Social media claims stated the ill-intentioned actions of the unnamed individual had affected as many as 8,000 graphical processing units (GPUs), which are chips used to train AI models, resulting in damages of up to $10 million. ByteDance denied those claims, saying they “contain some exaggerations and inaccuracies.”

The company added that the incident didn’t affect its official commercial products, including the large language models that power its generative AI products.

Like every big tech player nowadays, ByteDance invests heavily in generative AI. As a result, the company launched the Doubao chatbot earlier this year. The Chinese ChatGPT rival has quickly become the country’s most popular AI chatbot. ByteDance also developed wireless earbuds for Doubao, allowing users to interact with it directly without a mobile phone.

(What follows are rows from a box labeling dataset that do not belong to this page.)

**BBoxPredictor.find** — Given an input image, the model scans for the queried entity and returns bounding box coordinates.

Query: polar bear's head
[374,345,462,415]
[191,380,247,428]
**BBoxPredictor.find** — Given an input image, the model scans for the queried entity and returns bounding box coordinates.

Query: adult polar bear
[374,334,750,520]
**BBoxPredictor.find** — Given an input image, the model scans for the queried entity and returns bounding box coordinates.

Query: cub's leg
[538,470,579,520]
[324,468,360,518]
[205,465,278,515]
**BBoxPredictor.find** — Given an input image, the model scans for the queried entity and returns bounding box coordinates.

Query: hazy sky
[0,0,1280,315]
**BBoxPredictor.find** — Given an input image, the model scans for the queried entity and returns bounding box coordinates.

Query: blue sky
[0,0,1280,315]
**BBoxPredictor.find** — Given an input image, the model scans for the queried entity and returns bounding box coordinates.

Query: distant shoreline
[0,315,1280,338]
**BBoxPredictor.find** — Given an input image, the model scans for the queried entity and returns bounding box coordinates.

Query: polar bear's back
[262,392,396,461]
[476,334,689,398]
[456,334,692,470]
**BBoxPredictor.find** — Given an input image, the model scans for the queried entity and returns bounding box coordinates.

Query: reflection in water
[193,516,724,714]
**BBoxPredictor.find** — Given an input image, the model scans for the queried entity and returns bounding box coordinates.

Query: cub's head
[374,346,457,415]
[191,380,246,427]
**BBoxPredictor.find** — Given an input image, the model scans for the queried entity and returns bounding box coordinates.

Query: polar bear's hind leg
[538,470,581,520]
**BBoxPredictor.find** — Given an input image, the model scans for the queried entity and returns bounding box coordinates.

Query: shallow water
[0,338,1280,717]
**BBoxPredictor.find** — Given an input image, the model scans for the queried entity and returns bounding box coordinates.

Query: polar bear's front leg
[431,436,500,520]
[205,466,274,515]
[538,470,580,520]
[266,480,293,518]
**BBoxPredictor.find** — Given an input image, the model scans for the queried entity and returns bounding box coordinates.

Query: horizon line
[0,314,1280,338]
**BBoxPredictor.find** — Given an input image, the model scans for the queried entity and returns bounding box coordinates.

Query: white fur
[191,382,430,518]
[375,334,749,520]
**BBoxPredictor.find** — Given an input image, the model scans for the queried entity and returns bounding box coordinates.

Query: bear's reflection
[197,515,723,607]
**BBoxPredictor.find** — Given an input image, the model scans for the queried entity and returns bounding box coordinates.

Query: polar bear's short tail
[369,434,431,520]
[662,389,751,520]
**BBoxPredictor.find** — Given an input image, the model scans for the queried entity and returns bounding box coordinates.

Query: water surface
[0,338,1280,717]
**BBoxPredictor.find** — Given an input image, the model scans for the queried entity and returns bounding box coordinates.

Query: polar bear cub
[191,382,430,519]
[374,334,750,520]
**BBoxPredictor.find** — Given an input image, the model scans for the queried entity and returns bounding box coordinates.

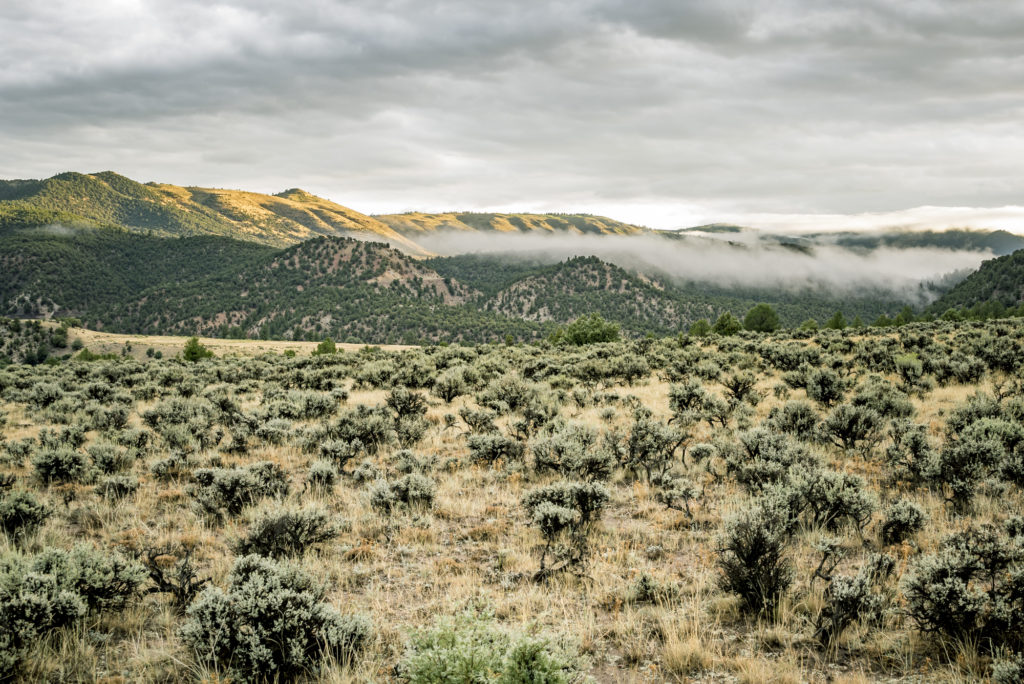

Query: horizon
[0,0,1024,232]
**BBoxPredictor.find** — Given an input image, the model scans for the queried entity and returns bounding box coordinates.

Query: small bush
[902,525,1024,649]
[718,506,793,614]
[32,447,93,484]
[522,481,610,579]
[236,508,338,558]
[190,461,288,515]
[467,433,526,466]
[879,499,928,544]
[0,491,53,541]
[96,475,138,501]
[398,610,579,684]
[179,556,371,682]
[306,461,338,490]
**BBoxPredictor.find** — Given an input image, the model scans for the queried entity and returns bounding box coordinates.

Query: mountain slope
[374,212,648,239]
[0,224,275,317]
[0,171,427,255]
[104,238,544,343]
[929,250,1024,314]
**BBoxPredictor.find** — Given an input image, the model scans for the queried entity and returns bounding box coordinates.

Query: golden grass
[0,330,1022,684]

ByteDance uses AI across many other applications, including a text-to-video tool called Jimeng.

Aside from TikTok, ByteDance also owns the Chinese version of the video-sharing platform – Douyin.

TikTok is at risk of facing a ban in the US if its Chinese parent doesn’t sell the stakes in the social media platform to an approved buyer or close it by January 19th next year. This is because the US government considers TikTok a national security threat, an allegation ByteDance disputes.

Some TikTok creators responded with a lawsuit against the US government over the possible TikTok ban, claiming it hurts their First Amendment rights.

That said, recently, it has been under scrutiny for allowing the dangerous “Blackout Challenge” to spread on its platform, which contributed to the death of a ten-year-old.